Once you figure that out, though, you’re ready to go. You can select from a variety of types of key assignments from the handy pull-down menu next to “Select Assignment,” including Disable, Macro, Launch, Mouse Function, Keyboard Function, Media Control, and WINDOWS. (Why is that in all caps? We don’t know.)
Once you’ve selected a type to fiddle with, you simply tick the radio button of the key or function you want to assign and then click the corresponding key in the GUI of the keyboard in, for example, Mouse Functions. Then click Save. However, we noticed some wonky issues where it seems like you have to perform the assignment twice to get it to “stick”. This seems to be a persistent problem in some other function areas such as Launch.
There also seems to be no way to clear your selections after you’ve made them. Hopefully that issue will be ironed out in the final edition of the Tesoro 360 software.
Regarding the actual look of the lighting, the LEDs are subjectively quite bright, and they really pop against the all-white chassis and keycaps.
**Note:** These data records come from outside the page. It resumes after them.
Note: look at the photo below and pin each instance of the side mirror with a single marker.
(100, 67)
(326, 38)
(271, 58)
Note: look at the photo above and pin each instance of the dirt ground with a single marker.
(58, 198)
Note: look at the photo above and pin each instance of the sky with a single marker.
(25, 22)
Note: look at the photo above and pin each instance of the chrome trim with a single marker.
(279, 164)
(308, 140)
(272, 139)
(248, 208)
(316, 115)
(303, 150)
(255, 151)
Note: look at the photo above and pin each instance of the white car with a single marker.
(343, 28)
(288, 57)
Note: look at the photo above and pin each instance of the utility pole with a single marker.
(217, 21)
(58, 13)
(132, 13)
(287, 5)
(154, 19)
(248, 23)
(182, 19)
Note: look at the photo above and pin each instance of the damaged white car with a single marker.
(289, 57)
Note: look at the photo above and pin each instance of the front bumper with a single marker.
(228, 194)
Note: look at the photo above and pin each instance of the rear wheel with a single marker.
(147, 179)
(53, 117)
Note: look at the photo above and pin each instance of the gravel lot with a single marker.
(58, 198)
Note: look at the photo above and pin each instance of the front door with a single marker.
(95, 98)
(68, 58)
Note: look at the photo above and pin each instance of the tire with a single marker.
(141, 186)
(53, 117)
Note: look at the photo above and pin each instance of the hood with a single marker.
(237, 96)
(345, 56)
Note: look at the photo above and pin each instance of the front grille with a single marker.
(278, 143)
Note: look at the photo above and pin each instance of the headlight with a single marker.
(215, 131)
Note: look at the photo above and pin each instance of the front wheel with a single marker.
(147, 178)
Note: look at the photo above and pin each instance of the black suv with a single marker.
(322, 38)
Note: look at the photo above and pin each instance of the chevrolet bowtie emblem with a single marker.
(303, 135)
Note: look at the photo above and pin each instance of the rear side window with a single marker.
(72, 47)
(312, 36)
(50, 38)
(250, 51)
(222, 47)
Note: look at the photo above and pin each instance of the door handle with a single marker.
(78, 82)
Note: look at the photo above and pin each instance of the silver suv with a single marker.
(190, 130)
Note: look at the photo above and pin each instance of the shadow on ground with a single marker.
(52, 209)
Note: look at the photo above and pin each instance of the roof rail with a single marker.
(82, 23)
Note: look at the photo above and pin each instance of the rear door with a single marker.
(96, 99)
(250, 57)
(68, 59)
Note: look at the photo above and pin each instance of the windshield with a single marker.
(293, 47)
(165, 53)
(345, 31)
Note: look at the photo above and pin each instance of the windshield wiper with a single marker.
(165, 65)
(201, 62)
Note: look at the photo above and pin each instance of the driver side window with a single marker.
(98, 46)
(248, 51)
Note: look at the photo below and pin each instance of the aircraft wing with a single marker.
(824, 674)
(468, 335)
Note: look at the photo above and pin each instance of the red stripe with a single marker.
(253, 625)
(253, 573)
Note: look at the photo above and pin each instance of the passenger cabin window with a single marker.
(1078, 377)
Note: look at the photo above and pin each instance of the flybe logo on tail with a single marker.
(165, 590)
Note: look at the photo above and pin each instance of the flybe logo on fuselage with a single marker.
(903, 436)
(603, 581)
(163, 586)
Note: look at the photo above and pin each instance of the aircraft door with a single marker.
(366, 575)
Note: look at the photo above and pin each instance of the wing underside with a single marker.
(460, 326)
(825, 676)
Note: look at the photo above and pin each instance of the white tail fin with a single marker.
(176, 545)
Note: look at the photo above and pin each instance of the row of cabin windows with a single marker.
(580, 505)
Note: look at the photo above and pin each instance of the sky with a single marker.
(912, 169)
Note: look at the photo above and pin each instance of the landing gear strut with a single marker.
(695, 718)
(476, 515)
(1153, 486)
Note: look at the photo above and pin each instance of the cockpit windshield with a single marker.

There’s just a bit of unevenness with the backlighting under the translucent caps--you can somewhat see the LED itself, which is to say the caps don’t diffuse the light exceptionally well, and you can clearly see by the spacing of the glow that the LEDs are positioned towards the top of the switch housings. (This is common, but still not quite ideal.) Tesoro wisely positioned its primary keycaps legends directly above the LEDs to get the maximum brightness, and the secondary legends on the number keys ( the ones at the top, not on the numpad) are snugged to the primary ones to ensure that both are brightly backlit. It’s a mite odd, then, that all the other secondary legends on the other keys are positioned below the primary ones, which makes them almost totally unlit.
Despite the unevenness in the under-cap lighting, the top plate design keeps that lighting from spilling out all over the surface of the keyboard, which is a nice touch.
For the most part, the Tesoro Gram XS and its accompanying Tesoro 360 software score. As we described above, this keyboard presently fits into its own sub-sub niche, and its aesthetics should be pleasing enough to your significant other/roommate/coworkers/etc. that no one will object to its presence on your desk at home or at work. Meanwhile, it’s a sturdy keyboard--despite its thinness--with plenty of the configuration features many enthusiasts demand, such as key assignments, macros, and lighting.
The issues we have with the Gram XS are about the extra wide key spacing and the keycaps. We never did get entirely comfortable typing on this keyboard because of the spacing, although that’s of course somewhat subjective. But we do think that most users will be put off by the spacebar; it’s just too flimsy. Tesoro could, though, fix the latter issue by employing better keycap materials--perhaps in the next release cycle of the Tesoro Gram XS.
Meanwhile, if this plank tickles your fancy and you think you can live with the above, the Gram XS can be yours for $120, in all black or all white designs, and with TTC-made Tesoro Slim Red or Blue switches.